Force exit mechanisms are adequate but better solutions can be developed, particularly for blockchains where users are unable to exit during a liveness failure. This is where anti-censorship mechanisms can be built into the network to make it difficult or even impossible for block producers to get away with malicious actions. One such mechanism is that of a separate payments channel where transactions can be pushed through in the event that censorship occurs. Rollups could also employ methods like this to save from liveness failures and mitigate the power of centralized sequencers and provers, particularly in the event of MEV where the sequencer has full control of ordering and the ability to censor transactions.

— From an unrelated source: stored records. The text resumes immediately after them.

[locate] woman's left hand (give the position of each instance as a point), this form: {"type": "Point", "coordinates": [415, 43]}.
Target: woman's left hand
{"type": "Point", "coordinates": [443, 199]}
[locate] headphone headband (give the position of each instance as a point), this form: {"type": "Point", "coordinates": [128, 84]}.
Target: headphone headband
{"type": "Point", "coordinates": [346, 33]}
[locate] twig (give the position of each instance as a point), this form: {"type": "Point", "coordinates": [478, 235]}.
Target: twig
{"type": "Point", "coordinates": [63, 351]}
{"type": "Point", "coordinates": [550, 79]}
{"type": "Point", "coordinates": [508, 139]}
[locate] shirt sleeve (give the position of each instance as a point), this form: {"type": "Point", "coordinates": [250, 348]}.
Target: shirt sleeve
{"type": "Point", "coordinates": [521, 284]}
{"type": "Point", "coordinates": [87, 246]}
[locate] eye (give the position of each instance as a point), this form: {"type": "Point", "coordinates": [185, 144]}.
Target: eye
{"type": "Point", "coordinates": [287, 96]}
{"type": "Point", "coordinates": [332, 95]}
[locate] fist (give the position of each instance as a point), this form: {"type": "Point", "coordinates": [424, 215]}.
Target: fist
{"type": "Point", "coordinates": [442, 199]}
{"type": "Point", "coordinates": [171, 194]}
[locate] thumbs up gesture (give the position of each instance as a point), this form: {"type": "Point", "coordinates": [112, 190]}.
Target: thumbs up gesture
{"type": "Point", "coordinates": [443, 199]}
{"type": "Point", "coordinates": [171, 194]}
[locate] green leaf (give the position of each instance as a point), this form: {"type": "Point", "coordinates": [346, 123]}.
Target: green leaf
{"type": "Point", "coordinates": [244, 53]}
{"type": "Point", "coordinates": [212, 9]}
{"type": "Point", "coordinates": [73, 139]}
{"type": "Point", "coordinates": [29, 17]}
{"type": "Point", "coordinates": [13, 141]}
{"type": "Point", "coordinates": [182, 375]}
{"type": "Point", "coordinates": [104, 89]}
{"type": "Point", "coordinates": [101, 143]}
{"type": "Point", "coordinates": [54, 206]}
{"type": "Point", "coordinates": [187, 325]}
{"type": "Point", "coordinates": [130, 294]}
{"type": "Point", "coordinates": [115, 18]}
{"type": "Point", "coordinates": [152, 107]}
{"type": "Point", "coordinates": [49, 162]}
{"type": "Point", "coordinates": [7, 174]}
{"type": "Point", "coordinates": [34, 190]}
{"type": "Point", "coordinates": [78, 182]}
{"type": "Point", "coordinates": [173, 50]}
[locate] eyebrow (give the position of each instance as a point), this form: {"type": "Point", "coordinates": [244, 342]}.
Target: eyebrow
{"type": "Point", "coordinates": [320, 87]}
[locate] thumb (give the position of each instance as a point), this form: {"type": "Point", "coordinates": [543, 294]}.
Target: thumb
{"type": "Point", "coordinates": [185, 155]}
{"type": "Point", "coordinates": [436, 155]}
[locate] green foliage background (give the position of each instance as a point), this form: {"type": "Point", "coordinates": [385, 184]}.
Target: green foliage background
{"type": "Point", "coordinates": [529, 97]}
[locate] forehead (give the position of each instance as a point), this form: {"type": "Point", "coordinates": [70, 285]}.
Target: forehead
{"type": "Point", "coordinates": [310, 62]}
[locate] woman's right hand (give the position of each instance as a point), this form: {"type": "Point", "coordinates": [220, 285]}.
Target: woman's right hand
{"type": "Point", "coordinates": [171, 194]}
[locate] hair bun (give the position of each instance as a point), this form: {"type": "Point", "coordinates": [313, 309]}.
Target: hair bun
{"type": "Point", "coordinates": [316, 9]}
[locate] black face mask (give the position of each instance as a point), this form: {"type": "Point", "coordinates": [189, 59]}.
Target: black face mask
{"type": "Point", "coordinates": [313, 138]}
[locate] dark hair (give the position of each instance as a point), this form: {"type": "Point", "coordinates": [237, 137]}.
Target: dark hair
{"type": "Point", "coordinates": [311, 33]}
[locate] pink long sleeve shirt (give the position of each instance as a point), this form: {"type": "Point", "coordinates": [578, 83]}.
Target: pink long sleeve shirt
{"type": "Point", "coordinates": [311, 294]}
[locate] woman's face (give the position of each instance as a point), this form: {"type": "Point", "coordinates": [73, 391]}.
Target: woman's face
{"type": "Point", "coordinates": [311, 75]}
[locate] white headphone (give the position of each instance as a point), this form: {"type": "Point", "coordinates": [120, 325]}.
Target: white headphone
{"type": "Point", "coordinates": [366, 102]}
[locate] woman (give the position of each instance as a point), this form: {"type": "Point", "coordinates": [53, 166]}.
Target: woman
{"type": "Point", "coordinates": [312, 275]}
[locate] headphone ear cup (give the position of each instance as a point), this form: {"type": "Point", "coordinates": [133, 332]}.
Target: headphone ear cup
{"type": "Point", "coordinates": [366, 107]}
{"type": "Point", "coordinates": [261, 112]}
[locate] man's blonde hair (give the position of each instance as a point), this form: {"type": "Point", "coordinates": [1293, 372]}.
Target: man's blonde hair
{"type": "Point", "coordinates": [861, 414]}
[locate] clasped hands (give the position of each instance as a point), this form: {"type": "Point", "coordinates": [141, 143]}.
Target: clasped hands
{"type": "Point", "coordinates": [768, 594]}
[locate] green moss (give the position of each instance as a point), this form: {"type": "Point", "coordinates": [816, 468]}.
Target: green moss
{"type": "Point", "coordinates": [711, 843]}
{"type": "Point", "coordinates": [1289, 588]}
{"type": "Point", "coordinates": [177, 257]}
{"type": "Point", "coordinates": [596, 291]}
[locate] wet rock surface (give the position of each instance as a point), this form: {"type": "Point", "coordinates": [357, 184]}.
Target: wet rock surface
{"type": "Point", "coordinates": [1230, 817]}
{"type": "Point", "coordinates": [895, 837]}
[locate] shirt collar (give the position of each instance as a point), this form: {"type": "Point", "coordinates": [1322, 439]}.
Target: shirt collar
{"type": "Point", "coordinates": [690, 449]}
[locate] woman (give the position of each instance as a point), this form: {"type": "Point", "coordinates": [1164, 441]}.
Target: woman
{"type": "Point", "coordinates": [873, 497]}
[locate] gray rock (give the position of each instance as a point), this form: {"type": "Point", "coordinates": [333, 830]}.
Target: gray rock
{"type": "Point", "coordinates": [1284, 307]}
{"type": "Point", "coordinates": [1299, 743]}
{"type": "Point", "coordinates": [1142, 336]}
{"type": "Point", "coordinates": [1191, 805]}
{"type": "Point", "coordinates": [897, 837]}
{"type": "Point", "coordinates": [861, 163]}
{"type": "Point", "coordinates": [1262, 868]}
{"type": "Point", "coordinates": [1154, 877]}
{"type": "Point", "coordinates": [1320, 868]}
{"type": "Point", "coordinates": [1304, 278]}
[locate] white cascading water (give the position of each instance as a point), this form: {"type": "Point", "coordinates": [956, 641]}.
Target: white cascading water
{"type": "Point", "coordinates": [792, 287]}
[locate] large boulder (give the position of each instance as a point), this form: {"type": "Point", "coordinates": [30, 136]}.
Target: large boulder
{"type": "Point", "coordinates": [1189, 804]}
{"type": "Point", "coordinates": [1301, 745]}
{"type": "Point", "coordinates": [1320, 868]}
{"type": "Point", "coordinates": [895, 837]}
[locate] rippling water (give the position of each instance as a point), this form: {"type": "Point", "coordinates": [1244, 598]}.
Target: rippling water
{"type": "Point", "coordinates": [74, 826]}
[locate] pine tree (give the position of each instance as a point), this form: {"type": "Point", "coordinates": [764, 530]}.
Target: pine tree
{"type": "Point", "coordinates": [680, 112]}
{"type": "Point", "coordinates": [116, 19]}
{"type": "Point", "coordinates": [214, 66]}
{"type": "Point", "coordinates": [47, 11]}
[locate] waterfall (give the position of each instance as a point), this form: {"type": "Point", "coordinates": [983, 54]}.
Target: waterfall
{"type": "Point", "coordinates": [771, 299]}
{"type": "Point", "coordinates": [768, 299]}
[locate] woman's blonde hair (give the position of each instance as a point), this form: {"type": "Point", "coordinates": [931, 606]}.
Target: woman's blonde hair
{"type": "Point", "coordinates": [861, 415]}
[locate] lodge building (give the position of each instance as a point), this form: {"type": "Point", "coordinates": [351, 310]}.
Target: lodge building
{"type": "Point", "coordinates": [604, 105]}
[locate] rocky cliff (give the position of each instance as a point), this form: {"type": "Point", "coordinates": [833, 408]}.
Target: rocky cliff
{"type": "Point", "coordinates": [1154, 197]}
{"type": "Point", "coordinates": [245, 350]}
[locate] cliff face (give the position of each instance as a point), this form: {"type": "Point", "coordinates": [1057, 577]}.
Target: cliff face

Consensus sharding has limitations
Rather than continue under the current consensus sharding paradigm, there is a similar design that demonstrates a potentially better solution, in node sharding. Node sharding allows the processes of a node to run on a cluster of machines rather than a single one. This is more intuitive given the prospect of smaller validator sets. For example, if a node is sharded across three machines and there is a validator set of 200, the total amount of independent machines that can contribute to block production increases to 600.
Although, node sharding is a solution to scaling not decentralization because it allows the block size to be raised such that each machine in the cluster retains the same hardware cost as the pre-sharded chain. The block size increase is mainly dependent on the number of machines in the clusters and the number of data availability sampling light nodes — given the blockchain has data availability sampling. Because node sharding doesn’t shard the blockchain, the validator set isn’t fragmented across multiple shards, it therefore maintains the overall security of the validator set and network.
- Centralizing block production with big blocks is inevitable given that it is incredibly difficult to scale small blocks with low-cost hardware and that the minimum staking requirement to become a validator is already extremely high in most cases. This demonstrates that there is little pragmatic evidence to retain the small-block architecture. To accommodate this paradigm without compromising the network, anti-censorship mechanisms can be used to mitigate security risks.
- Block verification will remain highly decentralized with a low hardware cost to hold block producers accountable in the event they attempt to collude or act maliciously. This is aided with succinct proofs and data availability sampling.
- Fragmenting validator sets with consensus sharding imposes limits and sacrifices some of the benefits of decentralization. A potentially superior alternative is node sharding where a node’s processes to run on a cluster of machines, allowing the block size to be increased and the validator set to remain unfragmented.